As a consequence, my model has many labour market equilibria in the steady state. A given number of jobs may be filled by many searching unemployed workers and a few searching recruiters. Or it may be filled by a few searching recruiters and a large number of unemployed workers. The relative prices that should direct market participants to the optimal mix of unemployment and vacancies are missing.
I believe that search theorists have missed this fact because we are trained, beginning in graduate school, to look for a model in which prices and quantities are uniquely determined by fundamentals. When confronted by an underdetermined model, existing theorists have chosen to add an equation in an attempt to bring the theory into line with existing general equilibrium models. Typically they make the assumption, that when a firm and a worker meet, they bargain over the wage. I believe that a more fruitful theory can be developed by throwing away this assumption and recognising that there is a pervasive labour market failure, and as a consequence, any unemployment rate can be an equilibrium. "

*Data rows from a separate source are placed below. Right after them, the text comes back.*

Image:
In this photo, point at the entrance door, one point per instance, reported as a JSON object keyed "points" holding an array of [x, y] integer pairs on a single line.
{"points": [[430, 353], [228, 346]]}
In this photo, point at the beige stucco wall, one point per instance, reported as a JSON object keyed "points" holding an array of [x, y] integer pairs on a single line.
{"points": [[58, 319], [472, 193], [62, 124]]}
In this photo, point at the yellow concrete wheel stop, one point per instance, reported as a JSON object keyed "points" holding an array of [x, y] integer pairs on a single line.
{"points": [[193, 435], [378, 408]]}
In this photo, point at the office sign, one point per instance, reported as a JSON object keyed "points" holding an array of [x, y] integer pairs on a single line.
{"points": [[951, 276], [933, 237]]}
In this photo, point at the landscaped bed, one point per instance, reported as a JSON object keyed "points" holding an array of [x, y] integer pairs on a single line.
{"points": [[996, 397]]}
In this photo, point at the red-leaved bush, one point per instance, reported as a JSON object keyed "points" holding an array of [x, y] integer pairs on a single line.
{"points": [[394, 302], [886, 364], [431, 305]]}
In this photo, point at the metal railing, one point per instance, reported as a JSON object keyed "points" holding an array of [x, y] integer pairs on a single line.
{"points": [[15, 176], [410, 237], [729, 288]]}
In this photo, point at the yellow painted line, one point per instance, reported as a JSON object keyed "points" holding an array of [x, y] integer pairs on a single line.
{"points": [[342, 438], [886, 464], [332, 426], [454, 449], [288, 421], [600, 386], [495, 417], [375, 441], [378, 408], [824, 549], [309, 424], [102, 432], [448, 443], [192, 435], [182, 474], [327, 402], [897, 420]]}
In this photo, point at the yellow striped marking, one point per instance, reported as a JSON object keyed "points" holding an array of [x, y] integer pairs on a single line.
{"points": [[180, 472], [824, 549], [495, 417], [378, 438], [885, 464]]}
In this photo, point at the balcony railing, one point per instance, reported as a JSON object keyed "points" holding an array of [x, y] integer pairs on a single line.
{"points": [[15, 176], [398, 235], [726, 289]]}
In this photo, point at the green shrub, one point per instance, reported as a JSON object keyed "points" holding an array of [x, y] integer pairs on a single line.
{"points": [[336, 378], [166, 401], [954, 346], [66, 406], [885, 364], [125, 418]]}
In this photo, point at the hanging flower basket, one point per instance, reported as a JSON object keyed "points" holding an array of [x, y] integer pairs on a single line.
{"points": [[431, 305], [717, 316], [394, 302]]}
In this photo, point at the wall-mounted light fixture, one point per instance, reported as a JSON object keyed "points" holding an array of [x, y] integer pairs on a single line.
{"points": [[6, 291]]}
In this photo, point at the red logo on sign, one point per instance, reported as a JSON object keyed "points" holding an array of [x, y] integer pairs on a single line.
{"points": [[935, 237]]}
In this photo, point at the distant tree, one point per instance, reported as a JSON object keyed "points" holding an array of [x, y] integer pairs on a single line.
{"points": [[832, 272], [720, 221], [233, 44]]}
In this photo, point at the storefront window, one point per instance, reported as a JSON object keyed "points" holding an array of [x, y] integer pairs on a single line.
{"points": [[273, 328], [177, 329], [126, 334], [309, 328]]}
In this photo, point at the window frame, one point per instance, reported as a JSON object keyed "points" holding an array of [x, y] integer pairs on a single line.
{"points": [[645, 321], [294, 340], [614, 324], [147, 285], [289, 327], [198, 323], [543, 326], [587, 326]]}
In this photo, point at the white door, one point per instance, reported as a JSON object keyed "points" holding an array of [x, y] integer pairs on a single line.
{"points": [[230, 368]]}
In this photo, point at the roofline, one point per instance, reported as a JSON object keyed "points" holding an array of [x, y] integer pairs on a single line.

- Farmer's rejection of frictions and rigidities as an explanation of unemployment of course harkens back to Keynes, who noted the prospect and potential importance of rigidities but did not rest his theory on it as many people commonly suppose. Keynes considered the role of wage adjustments for a recovery in great detail in chapter 19 of the General Theory. He spends the chapter going through seven factors that will determine when wage reductions will reduce unemployment, and when they won't. Unfortunately, most people aren't closely familiar with this chapter, and the ones that are (Krugman is guilty of this) often point to it and say "in his Money Wages chapter Keynes shows that when you reduce wages you reduce demand so you don't fix anything". He doesn't actually say this. He splits the text pretty close to fifty-fifty between scenarios where wage reductions will help and when they won't. It's worth reading the chapter in its entirety. I've only read the General Theory all the way through once (I plan to again this fall), but I've read the Money Wages chapter many, many times at this point. Which brings me to:
- The episode that both David Henderson and Brad DeLong (and Daniel Kuehn and Keynes) agree on, namely, the 1920-21 depression (my new favorite economic catastrophe). As many of you probably know, I've drafted a paper on the 1920-21 depression. Comments are welcome, but I'll be submitting it to a journal as soon as I hear back from a colleague and make a few additional adjustments. The 1920-21 depression was sharp and quick, and it was notable in that a robust recovery was preceded by sharp wage reductions across all industries and regions. In this paper, I'm critiquing several authors who have claimed that the 1920-21 downturn "disproves" Keynesian economics, but my points are also relevant to guys like Henderson that put a lot of weight on this sort of episode as proof about the importance of wage adjustments in a recovery. I go over a lot of historical inaccuracies peddled in the recent literature on this depression, but the heart of my theoretical analysis is basically that (1.) 1920-21 was a perfect storm of the conditions that Keynes said would be required for wage adjustments to be successful in guaranteeing an economic recovery, but that (2.) because 1920-21 was a perfect storm of these conditions, it's not an appropriate counterfactual for situations like the Great Depression or the current downturn which happen to be a perfect storm of all the conditions that Keynes said would make wage adjustment ineffective. This post is getting long, so I won't go into detail here (you can look at the paper) - but the relevant factors that Keynes considered were things like the interest rate, price expectations, and the level of wages relative to foreign wages.